Publié le 2 mai 2024

Les manifestations étudiantes de soutien à Gaza et à la Palestine à Sciences Po, la Sorbonne et ailleurs s’inscrivent dans un mouvement global où les universités américaines jouent un rôle clef, de la suppression des “sweatshop” dans les usines du monde en passant, plus récemment, par l’exclusion des énergies fossiles. Retour sur ces combats dont l’égérie mondiale est l’essayiste Naomi Klein.

Les étudiants français qui occupent les instituts d’études politiques et les universités en soutien à la population de Gaza, bombardée et privée d’aide alimentaire depuis sept mois par Israël, se solidarisent d’un mouvement international né dans les universités américaines qui prend de l’ampleur.

Aujourd’hui les étudiants s’engagent pour la cause palestinienne tout en continuant le combat pour le climat contre les énergies fossiles mais il y a vingt ans les étudiants des campus américains se battaient contre les sweatshop (usines à sueur) aux salaires indécents d’Asie du Sud-Est. Ils refusaient les sweatshirts emblématiques d’universités parce qu’ils étaient fabriqués dans ces usines où régnaient des conditions de travail esclavagistes. Naomi Klein avec son essai No Logo, paru en 1999 et traduit en 22 langues, a donné une ampleur internationale à ce mouvement de respect des droits humains dans les chaines de sous-traitance dont le devoir de vigilance européen est un aboutissement.
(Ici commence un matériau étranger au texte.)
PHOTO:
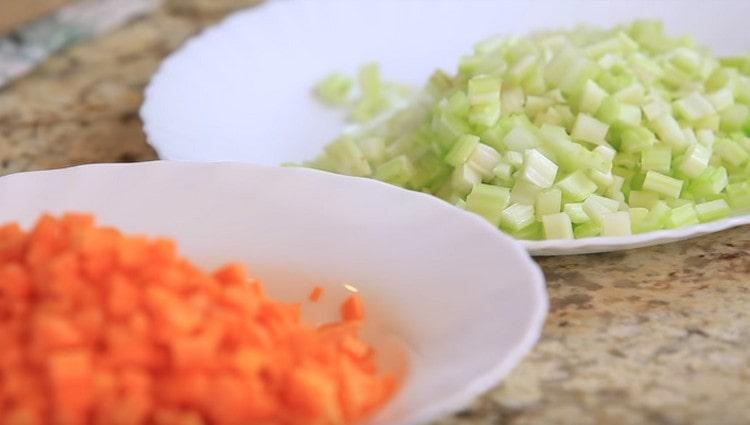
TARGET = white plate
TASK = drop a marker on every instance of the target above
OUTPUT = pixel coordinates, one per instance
(241, 90)
(465, 301)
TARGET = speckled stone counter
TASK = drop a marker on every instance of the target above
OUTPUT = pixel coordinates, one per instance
(651, 336)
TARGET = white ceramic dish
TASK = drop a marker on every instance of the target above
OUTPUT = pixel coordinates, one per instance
(466, 302)
(241, 90)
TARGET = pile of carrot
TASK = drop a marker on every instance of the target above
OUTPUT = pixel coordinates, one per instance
(97, 327)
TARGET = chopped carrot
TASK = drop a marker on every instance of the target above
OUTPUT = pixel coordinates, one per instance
(101, 328)
(316, 294)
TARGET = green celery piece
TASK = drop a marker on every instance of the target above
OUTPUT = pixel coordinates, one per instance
(516, 217)
(488, 201)
(661, 184)
(557, 226)
(462, 150)
(587, 230)
(398, 171)
(682, 216)
(712, 210)
(577, 186)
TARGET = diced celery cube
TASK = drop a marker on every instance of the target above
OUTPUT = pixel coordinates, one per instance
(576, 186)
(520, 138)
(665, 185)
(484, 159)
(669, 131)
(682, 216)
(588, 129)
(517, 216)
(695, 160)
(597, 206)
(730, 152)
(636, 139)
(488, 201)
(462, 150)
(616, 224)
(464, 178)
(658, 158)
(524, 192)
(641, 198)
(557, 226)
(592, 97)
(548, 202)
(712, 210)
(587, 230)
(576, 212)
(721, 99)
(537, 169)
(398, 171)
(484, 90)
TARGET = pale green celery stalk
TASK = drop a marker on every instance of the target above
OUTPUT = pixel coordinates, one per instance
(694, 107)
(488, 201)
(695, 161)
(516, 217)
(712, 210)
(636, 139)
(462, 150)
(657, 158)
(669, 131)
(644, 199)
(682, 216)
(576, 212)
(735, 117)
(616, 224)
(548, 202)
(664, 185)
(588, 129)
(537, 169)
(592, 97)
(738, 195)
(576, 186)
(557, 226)
(711, 182)
(334, 89)
(587, 230)
(520, 138)
(597, 207)
(730, 152)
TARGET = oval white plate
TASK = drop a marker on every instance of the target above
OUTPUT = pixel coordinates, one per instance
(241, 90)
(465, 301)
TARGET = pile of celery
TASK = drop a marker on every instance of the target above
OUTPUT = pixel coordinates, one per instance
(562, 135)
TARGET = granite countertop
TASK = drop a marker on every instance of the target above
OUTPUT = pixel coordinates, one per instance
(650, 336)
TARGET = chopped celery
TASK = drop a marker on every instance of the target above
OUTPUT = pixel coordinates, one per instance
(616, 224)
(462, 150)
(557, 226)
(575, 211)
(576, 186)
(517, 216)
(578, 131)
(682, 216)
(488, 201)
(537, 169)
(548, 202)
(658, 158)
(665, 185)
(712, 210)
(642, 198)
(588, 129)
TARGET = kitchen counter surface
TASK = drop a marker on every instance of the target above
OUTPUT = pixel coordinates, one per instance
(651, 336)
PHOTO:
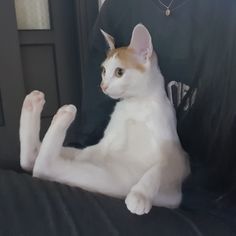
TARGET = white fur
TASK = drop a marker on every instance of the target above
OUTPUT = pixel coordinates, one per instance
(139, 158)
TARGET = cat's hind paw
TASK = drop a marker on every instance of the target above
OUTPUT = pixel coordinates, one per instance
(137, 203)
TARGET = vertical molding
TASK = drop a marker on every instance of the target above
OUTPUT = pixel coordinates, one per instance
(86, 12)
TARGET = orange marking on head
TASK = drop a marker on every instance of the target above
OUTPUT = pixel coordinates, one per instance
(127, 58)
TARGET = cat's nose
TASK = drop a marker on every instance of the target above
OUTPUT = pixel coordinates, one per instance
(103, 87)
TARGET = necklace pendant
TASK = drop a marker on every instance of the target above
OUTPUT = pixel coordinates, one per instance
(167, 13)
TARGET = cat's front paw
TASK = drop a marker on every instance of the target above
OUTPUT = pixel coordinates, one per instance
(138, 203)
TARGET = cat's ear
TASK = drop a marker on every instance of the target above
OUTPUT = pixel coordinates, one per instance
(109, 39)
(141, 42)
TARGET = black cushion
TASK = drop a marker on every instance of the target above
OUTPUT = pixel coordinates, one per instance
(29, 206)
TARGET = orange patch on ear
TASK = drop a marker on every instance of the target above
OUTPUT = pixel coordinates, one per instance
(127, 57)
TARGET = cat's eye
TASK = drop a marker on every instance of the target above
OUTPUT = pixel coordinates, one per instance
(119, 72)
(103, 70)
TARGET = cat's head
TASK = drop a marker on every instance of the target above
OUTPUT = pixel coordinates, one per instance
(125, 70)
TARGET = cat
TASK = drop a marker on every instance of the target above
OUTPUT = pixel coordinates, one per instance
(139, 159)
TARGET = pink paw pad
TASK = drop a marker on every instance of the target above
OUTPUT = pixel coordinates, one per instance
(34, 101)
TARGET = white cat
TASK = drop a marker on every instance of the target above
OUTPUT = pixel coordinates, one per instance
(140, 157)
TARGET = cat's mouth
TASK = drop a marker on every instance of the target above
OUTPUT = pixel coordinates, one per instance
(114, 95)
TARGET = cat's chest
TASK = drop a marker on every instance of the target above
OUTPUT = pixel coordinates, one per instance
(130, 128)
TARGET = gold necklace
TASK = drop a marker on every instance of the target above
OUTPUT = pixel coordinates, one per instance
(167, 11)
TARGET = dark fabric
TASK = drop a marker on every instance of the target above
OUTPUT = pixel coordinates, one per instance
(31, 207)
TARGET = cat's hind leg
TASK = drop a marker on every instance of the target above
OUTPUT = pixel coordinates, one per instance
(29, 129)
(87, 172)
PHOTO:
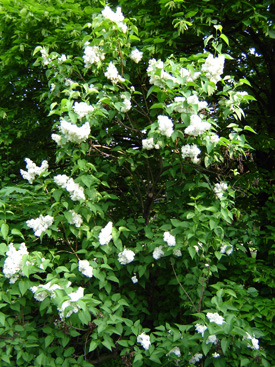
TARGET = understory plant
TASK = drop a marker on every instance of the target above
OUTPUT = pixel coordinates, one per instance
(121, 248)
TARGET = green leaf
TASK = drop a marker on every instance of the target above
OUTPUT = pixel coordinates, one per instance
(249, 129)
(4, 230)
(225, 342)
(2, 318)
(48, 340)
(68, 352)
(223, 36)
(93, 346)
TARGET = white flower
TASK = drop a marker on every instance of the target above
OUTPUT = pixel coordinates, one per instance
(200, 329)
(82, 109)
(76, 219)
(214, 139)
(105, 234)
(134, 279)
(215, 317)
(74, 297)
(62, 58)
(33, 170)
(75, 190)
(126, 104)
(213, 67)
(112, 74)
(165, 125)
(158, 253)
(13, 264)
(188, 73)
(56, 138)
(144, 340)
(115, 17)
(73, 133)
(61, 180)
(40, 224)
(85, 268)
(148, 144)
(196, 358)
(228, 249)
(254, 341)
(219, 189)
(215, 355)
(177, 253)
(211, 339)
(171, 240)
(197, 126)
(176, 351)
(92, 55)
(190, 151)
(45, 56)
(136, 55)
(126, 256)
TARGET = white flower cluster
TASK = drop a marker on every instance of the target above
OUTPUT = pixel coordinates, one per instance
(40, 224)
(112, 74)
(200, 329)
(197, 248)
(214, 138)
(197, 126)
(177, 253)
(126, 104)
(12, 268)
(215, 355)
(76, 219)
(169, 239)
(45, 56)
(73, 133)
(126, 257)
(228, 249)
(165, 125)
(219, 189)
(62, 58)
(158, 253)
(190, 77)
(215, 317)
(191, 151)
(33, 170)
(75, 190)
(212, 339)
(136, 55)
(105, 235)
(254, 342)
(85, 268)
(144, 340)
(134, 279)
(149, 144)
(175, 351)
(157, 77)
(196, 358)
(74, 308)
(92, 55)
(44, 291)
(213, 67)
(116, 17)
(82, 109)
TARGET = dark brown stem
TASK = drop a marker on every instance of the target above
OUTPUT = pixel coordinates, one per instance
(195, 309)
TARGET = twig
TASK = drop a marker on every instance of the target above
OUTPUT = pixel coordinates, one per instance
(183, 288)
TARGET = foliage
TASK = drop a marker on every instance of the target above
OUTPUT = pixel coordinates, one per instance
(128, 186)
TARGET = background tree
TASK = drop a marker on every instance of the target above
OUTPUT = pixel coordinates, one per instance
(146, 191)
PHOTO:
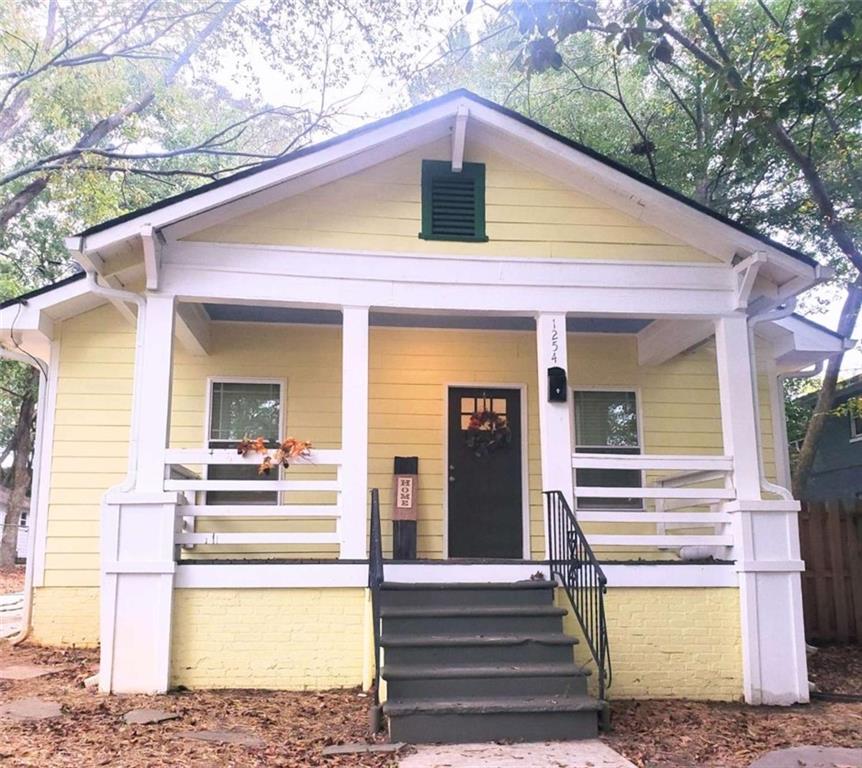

Lien entre le mouvement altermondialiste et la défense de la population gazaouie

Devenu l’emblème de l’altermondialisation (concept disparu des radars médiatiques), son autrice incarne aujourd’hui la résistance au soutien inconditionnel d’Israël du gouvernement américain. Elle fait sien les mots de la lettre ouverte écrite par les étudiants au président de l’Université de Columbia, Minouche Shafik, après l’intervention des forces de l’ordre pour évacuer l’université. “Vous ne protégez personne, si ce n’est les intérêts de vos donateurs, de vos administrateurs et des financements de votre université”.

 

Mais Naomi Klein a surtout publié un texte qui a circulé via les réseaux sociaux analysant le soutien massif des gouvernements des pays occidentaux à Israël, intitulé “Le Dôme de fer est global tout comme la résistance”. Elle y décrit ce que le dôme de fer symbolise pour elle : “un mythe, celui de la sécurité d’un faible nombre d’humains bénéficiant de tout l’arsenal technologique et militaire contre les agressions du plus grand nombre, privé de tous bénéfices d’un modèle qu’aucun d’entre eux ne veut remettre en cause.” Elle fait ainsi le lien entre le mouvement altermondialiste et la défense de la population gazaouie. Pour Naomi Klein, il s’agit ainsi de combattre le “capitalisme, basé sur l’idée d’une croissance sans limites, colonialiste, militariste et défendue par des représentants blancs d’un patriarcat assumé“. Elle explique que “les attentats du 7 octobre 2023 ont détruit, sous les yeux du monde entier, cette illusion d’une sécurité basée sur une technologie sophistiquée” et que le massacre des populations de Gaza est un message général pour déclarer que “les bulles dorées de sécurité et de luxe qui parsèment le monde cruellement divisé, aux prises avec un réchauffement climatique accéléré, seront protégées à tout prix, y compris la violence génocidaire.”

Boycott et exclusion

Dans un univers politique américain où les deux candidats aux Présidentielles auront vraisemblablement plus de 70 ans, ce mouvement témoigne de l’engagement d’une partie de la jeunesse américaine, la plus éduquée. Elle fait le lien entre activisme pour les droits humains et la lutte contre le changement climatique pour obtenir des condamnations économiques et politiques de ce qu’ils combattent par l’exclusion et le boycott. C’est la voie que veulent suivre les étudiants français en demandant à la direction de Sciences Po de revoir ses partenariats avec les universités israéliennes.

Le mouvement d’exclusion des énergies fossiles est puissant dans un monde anglophone. GoFossilFree revendique la mise en application d’une politique d’exclusion par 1615 institutions dans le monde qui pèsent plus de 40 000 milliards de dollars grâce à ses actions. Près de 20 % sont des universités. Le Royaume Uni l’a expérimenté récemment avec l’université de Cambridge, sommée de quitter la banque Barclays parce qu’elle est le premier financeur des énergies fossiles La carte de France du mouvement elle est quasi vierge !

Jusqu’à l’émergence d’une révolte étudiante qui bloque les universités pour exprimer son soutien à Gaza, la France était rarement exposée à ce type de mouvement. Cela semble logique tant les médias ont du mal à traiter ces sujets autrement que par le prisme des partis politiques français ou de la sécurité au sein des institutions d’éducation.